NewSpace
NewSpace, alt.space, ou encore entrepreneurial space sont des termes qui désignent un mouvement ou une philosophie liée à, mais pas synonyme de, l'émergence d'une industrie spatiale d'initiative privée au début du XXIe siècle, stimulée par certains gouvernements afin de renforcer la compétitivité sur le plan international tout en garantissant l'indépendance stratégique dans des secteurs clés[1]. Ils concernent plus particulièrement le groupe des relativement nouvelles compagnies aérospatiales travaillant au développement d'un accès low-cost et public à l'exploration spatiale. Parmi celles-ci, on peut nommer SpaceX d'Elon Musk ou Blue Origin de Jeff Bezos.
Historique
modifierOld Space
modifierLes acteurs
modifierAu début de l’ère spatiale, les acteurs clés du domaine sont des agences spatiales dirigées par des gouvernements comme la NASA, l'ESA, la JAXA, les organismes d'État soviétiques (transférés à une agence civile, devenue Roscosmos, à la chute de l'URSS), ainsi que des compagnies de défense et d’aérospatiale telles que Airbus, Boeing, Thales Alenia Space, Lockheed Martin et Mitsubishi Heavy Industries. Pour mieux comprendre comment le secteur spatial était régi à l’époque, il est utile de considérer plus précisément le cas de la NASA. La NASA ne fonctionnait pas toute seule, elle était dépendante de plusieurs connexions importantes avec d’autres secteurs américains. Parmi eux, le Congrès américain est très important, car il constituait la source unique de financement de l'agence. Il était lui-même conseillé par l'OTA (Office of Technology Assessment (en)), ce qui permettait de mieux évaluer les retombées économiques de la recherche spatiale. Ces secteurs américains permettaient également de donner des « inputs » utiles, comme des conseils sur les priorités à avoir par la « National Academies of Science and Engineering ». Les industries et les partenaires universitaires ont également été importants dans le développement de différents projets, allant des rover martiaux aux télescopes spatiaux.
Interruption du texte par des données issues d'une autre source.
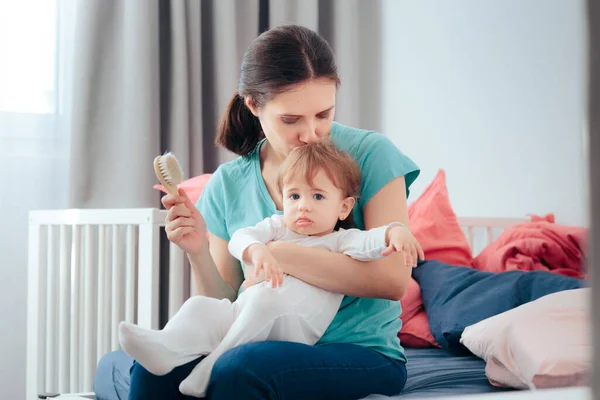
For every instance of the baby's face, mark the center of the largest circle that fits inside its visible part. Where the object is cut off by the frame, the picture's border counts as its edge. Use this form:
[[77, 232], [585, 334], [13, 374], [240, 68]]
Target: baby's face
[[314, 210]]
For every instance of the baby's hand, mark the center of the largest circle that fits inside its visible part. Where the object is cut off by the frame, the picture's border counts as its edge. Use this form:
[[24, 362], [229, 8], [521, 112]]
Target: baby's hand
[[262, 259], [399, 239]]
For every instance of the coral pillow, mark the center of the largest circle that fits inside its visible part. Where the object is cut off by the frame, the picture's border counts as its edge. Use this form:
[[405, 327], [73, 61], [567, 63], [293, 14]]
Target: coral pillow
[[436, 228], [193, 187], [544, 343]]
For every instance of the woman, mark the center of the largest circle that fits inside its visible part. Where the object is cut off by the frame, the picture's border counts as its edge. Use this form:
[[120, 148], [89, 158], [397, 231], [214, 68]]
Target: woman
[[286, 98]]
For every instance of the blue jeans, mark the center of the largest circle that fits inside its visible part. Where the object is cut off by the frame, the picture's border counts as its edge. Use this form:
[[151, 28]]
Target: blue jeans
[[283, 371]]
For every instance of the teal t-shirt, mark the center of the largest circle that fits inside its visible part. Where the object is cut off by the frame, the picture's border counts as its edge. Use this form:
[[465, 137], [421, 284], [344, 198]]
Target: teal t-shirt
[[236, 197]]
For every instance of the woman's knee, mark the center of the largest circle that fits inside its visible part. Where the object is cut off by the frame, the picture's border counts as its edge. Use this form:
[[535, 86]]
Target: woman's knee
[[238, 374]]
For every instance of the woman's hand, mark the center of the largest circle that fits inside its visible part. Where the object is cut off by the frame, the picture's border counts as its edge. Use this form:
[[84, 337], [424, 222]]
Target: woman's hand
[[184, 225], [399, 239]]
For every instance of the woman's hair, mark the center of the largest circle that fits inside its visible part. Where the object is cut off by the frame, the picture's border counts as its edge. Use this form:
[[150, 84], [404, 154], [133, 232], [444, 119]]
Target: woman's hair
[[340, 167], [277, 59]]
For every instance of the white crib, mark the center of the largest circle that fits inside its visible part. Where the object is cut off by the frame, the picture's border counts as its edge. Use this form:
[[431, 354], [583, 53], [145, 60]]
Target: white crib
[[91, 269]]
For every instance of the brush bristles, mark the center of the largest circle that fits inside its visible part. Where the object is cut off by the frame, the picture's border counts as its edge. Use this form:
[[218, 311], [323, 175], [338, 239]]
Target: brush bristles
[[169, 170]]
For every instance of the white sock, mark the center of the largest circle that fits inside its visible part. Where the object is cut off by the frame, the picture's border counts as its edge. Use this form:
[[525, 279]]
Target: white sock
[[196, 330]]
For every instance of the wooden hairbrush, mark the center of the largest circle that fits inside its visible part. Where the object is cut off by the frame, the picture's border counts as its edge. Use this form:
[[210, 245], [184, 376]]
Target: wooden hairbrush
[[168, 171]]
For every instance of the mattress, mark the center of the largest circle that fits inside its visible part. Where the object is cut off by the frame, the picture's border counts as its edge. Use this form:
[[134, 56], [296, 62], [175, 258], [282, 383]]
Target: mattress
[[431, 373]]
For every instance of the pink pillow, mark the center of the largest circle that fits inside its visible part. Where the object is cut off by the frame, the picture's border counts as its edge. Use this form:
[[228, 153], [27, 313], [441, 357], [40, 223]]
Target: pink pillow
[[541, 344], [193, 187], [435, 226]]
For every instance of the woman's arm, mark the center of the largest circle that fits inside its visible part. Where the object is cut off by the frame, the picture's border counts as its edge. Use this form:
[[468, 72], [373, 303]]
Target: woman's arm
[[385, 278], [216, 272]]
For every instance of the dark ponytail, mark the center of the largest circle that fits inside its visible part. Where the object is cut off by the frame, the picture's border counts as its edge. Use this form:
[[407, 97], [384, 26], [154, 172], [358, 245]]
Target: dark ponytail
[[276, 60], [239, 130]]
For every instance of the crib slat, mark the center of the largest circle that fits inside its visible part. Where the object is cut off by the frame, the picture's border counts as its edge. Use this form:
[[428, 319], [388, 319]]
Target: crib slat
[[51, 312], [130, 275], [36, 310], [76, 321], [103, 320], [116, 287], [89, 362], [64, 307]]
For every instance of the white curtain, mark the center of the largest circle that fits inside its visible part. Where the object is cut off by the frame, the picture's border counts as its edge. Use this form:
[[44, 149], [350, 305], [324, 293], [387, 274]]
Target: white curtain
[[34, 53]]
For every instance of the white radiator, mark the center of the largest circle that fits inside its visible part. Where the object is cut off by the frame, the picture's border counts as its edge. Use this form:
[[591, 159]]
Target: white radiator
[[89, 270]]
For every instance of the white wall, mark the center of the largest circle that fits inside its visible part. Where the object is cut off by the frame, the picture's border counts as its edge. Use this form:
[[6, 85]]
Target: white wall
[[492, 92]]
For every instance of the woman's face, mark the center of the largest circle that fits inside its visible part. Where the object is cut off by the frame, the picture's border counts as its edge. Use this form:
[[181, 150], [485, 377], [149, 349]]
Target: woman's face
[[300, 115]]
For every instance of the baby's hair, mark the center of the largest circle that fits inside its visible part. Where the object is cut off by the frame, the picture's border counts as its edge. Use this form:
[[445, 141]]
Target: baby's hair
[[340, 167]]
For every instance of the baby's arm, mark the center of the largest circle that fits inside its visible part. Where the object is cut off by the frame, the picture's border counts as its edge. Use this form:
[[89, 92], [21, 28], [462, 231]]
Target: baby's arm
[[265, 231], [365, 245], [249, 246]]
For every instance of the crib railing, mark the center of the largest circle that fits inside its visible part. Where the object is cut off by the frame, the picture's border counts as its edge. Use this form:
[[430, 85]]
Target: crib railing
[[482, 231], [89, 270]]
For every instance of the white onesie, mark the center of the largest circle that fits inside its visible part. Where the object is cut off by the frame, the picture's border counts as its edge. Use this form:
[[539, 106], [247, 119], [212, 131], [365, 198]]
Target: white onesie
[[296, 311]]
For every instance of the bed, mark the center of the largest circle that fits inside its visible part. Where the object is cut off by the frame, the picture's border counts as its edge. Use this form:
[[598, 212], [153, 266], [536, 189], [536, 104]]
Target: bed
[[90, 269]]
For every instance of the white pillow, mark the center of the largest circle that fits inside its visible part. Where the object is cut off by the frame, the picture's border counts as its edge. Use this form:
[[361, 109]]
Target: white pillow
[[541, 344]]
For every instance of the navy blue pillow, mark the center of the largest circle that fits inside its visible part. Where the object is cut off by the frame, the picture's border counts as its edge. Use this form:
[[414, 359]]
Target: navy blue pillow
[[456, 297]]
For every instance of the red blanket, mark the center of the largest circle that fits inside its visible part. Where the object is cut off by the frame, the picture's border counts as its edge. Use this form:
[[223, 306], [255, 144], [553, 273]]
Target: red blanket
[[534, 246]]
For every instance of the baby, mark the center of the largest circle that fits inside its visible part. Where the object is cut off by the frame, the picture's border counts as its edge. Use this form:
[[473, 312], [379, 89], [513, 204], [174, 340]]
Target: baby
[[319, 185]]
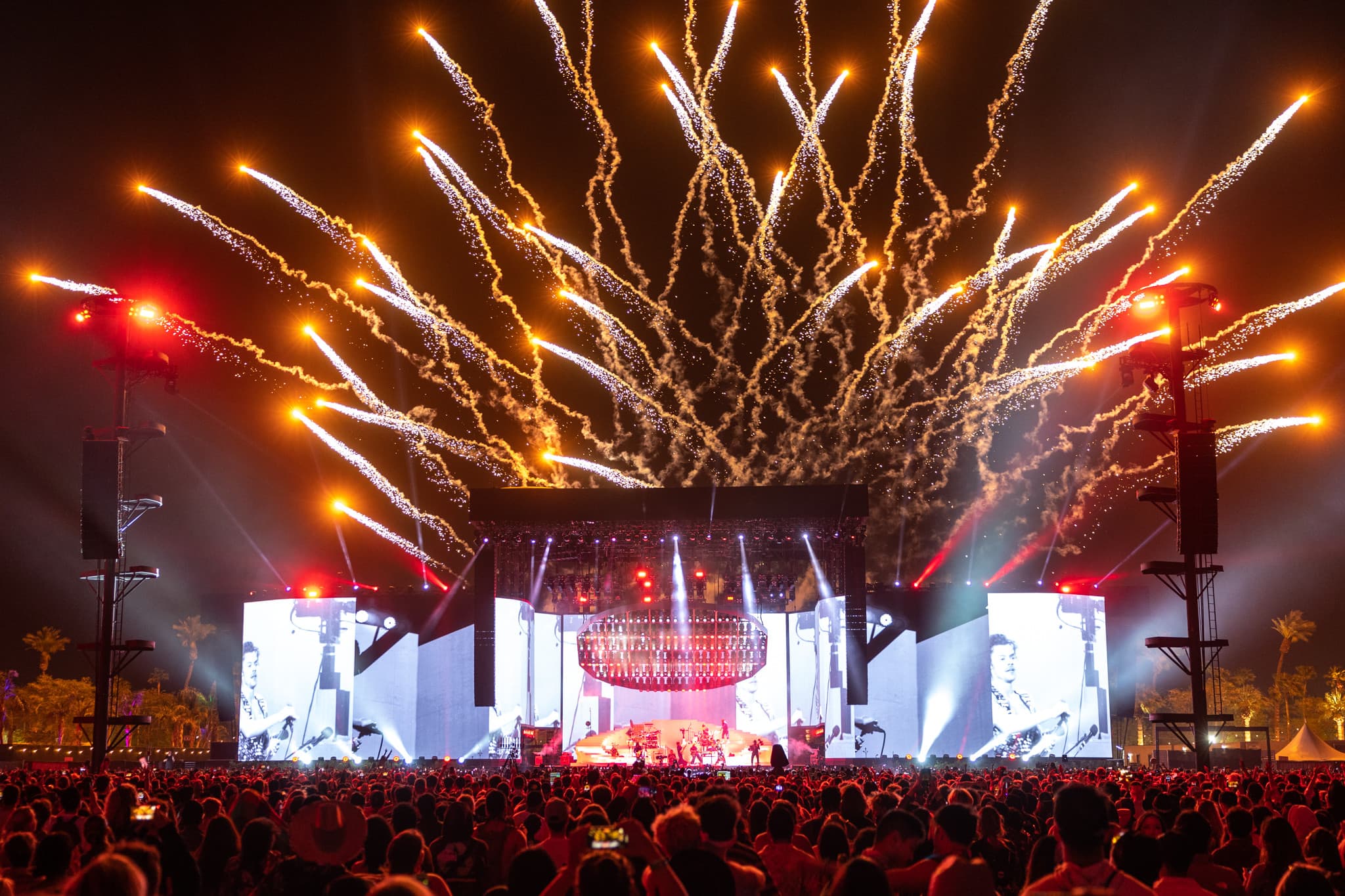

La relation entre la NASA et les entreprises commerciales était de l’ordre du contractuel, c’est-à-dire que c’était la NASA qui dirigeait l’ensemble des opérations. Même quand ce type d’acteurs développait la charge utile, ils étaient toujours dépendants de la NASA pour le lancement de celle-ci. La NASA, ou les autres agences spatiales gouvernementales, constituent donc l’échelon supérieur, celui qui mène les projets, que ce soit en termes de design, de construction et d’opération.
L'idéologie
modifierLes enjeux
modifierL’objectif principal des programmes spatiaux gouvernementaux s’articulait autour des découvertes scientifiques et de l’exploration spatiale. Le but était donc une meilleure compréhension de l’univers qui nous entoure et sa découverte. Mais il est réducteur de s'axer sur ces deux domaines, car les enjeux liés l'espace étaient très diversifiés dès le départ. C'était notamment un lieu de croisement des intérêts militaires, avec tout ce qui a un rapport à la surveillance de la Terre grâce aux premiers satellites, mais également politiques et géostratégiques. Il est intéressant à noter également que la plupart des activités spatiales s’inséraient dans le contexte très lourd de la guerre froide, ce qui impliquait des concours politiques et idéologiques dans la conquête de l’espace extra-atmosphérique[2]. En effet, le capitalisme américain a été opposé au communisme de l'URSS dans une course à l'espace pour mettre en comparaison aux yeux du monde la puissance et la rapidité d'innovation et de développement des différentes puissances. Ce sont donc tous ces différents intérêts qui ont grandement motivé et inspiré le développement des premières activités spatiales.
La gestion du risque
modifierLe risque élevé des activités spatiales a dû être envisagé dès le début. Les cultures de haute fiabilité telles que celles de la NASA et de l'ESA sont longtemps venues avec de hautes performances. Malgré tout, cette impression de fiabilité et de bonne gestion du risque n'était peut-être que ce que faisait miroiter au public la NASA, au vu de ses nombreux succès. Il ne faut pas oublier ses échecs, comme l'accident de Challenger en 1986, qui permet de mettre en lumière des problèmes de l'écosystème américain spatial. Cet accident serait notamment dû à des pressions extérieures et intérieures à la NASA. Ces pressions extérieures se manifestaient en un risque de perte du soutien du public et par la suite la perte la plus importante des financements venant du Congrès américain. Les pressions intérieures se manifestaient par des délais à respecter dus aux pressions extérieures, ce qui faisait que les dirigeants des programmes devaient mettre en balance le risque de coupure des financements contre le risque sécuritaire. Tout ceci a mené, dans le cas du crash de Challenger, à l'ignorance de certains appels d'ingénieurs, qui sont devenus routiniers, au détriment de la sécurité des passagers[3].
L'économie
modifierLa base de l’économie spatiale de l’époque provenait des gouvernements. Notamment, dans le cas de la NASA, c’est le Congrès américain qui alloue les ressources financières que cette agence peut utiliser. Les objectifs d’exploration et de découverte scientifique étaient les arguments principaux de vente du programme spatial au grand public et au Congrès américain pour obtenir ces financements, mais le financement servait surtout à stimuler la R&D (Research and Development) et l’innovation technologique dans les entreprises partenaires de la NASA, lesquelles ne prendraient pas de tels risques s’il n’y avait pas un marché artificiel créé par la commande publique. C’est la façon américaine de justifier le soutien de son industrie et de la R&D (Research and Development) sans passer par des subventions. Ils la finançaient par de grosses commandes publiques sur des thématiques à risque, le risque étant assumé par le public et pas par l’industrie, ce qui lui permettait de développer des technologies avant qu’elles n’aient un intérêt commercial.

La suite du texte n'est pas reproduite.